Paradigma do populista
Vejam-se os resultados da eleição de Donald Trump – o paradigma do multimilionário populista que se propõem combater os excessos das elites económicas – do Brexit – conduzido para linhas de argumentação de carácter meramente dualista (nós ou eles) distantes da verdadeira questão que era o funcionamento do espaço europeu – das eleições italianas, que ditaram a irrelevância das forças políticas tradicionais e levaram à formação dum governo de contrários (a nacionalista Liga e o populista 5 Estrelas) e a mais recente eleição para Presidente do Brasil duma antiga figura da ditadura militar reconvertido em deputado federal comprometido com os bastidores parlamentares mas agora apresentado como campeão da luta contra a corrupção e a violência, para se compreender a verdadeira dimensão da banalização do discurso político através da redução à sua forma mais primitiva e à mera instilação do medo.
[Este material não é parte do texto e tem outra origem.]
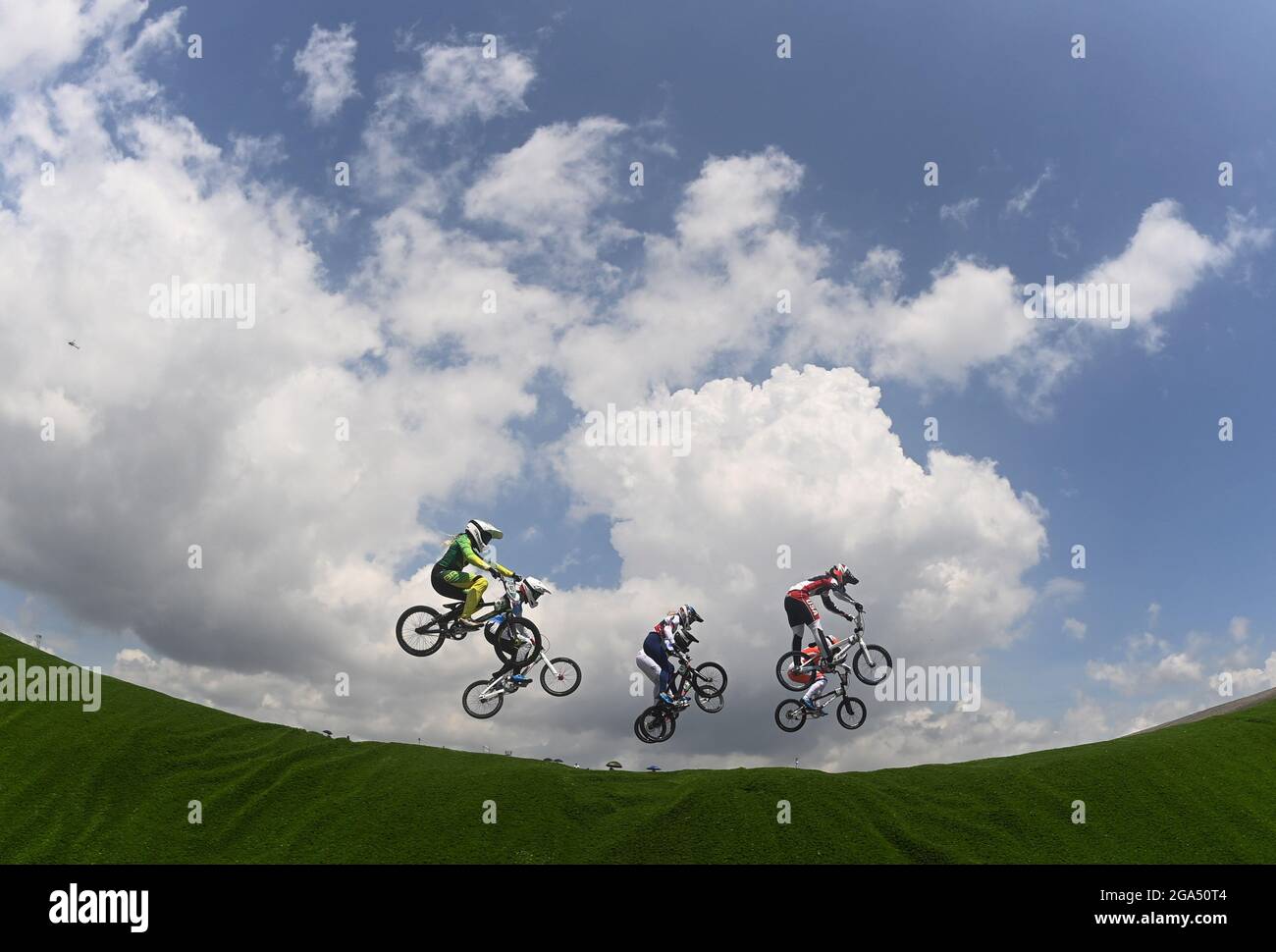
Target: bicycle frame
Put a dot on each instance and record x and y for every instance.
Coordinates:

Como sintetizou Yuval Noah Harari no seu último livro (21 lições para o século 21), se em:
…1938, os seres humanos podiam escolher entre três narrativas globais; em 1968, só tinham duas; em 2018, nada resta por onde escolher. Não admira que as elites liberais, que dominaram grande parte do mundo em décadas recentes, tenham entrado numa fase de choque e desorientação. Termos a nossa história à qual nos agarrar é a situação mais tranquilizadora de todas. Nesse cenário, tudo é claro. Ficar-se subitamente sem narrativa nenhuma é assustador. Já nada faz sentido. Um pouco à imagem da elite soviética na década de 1980, os liberais não compreendem como é que a História se desviou da sua rota pré-estabelecida, e falta-lhes um prisma alternativo através do qual interpretar a realidade. A desorientação leva-os a pensar em termos apocalípticos, como se o facto de a História não ter redundado no final feliz que tinham imaginado só pudesse significar que ela caminha no sentido do armagedão. Incapaz de interpretar a realidade, a mente aferra-se a cenários catastróficos. Como alguém que imagina que uma dor de cabeça é sintoma de um tumor cerebral fulminante, muitos liberais temem que o Brexit e a ascensão de Donald Trump prenunciem o fim da civilização humana»
Porque na realidade são incapazes de formular outro futuro que não seja decalcado do passado que conhecem.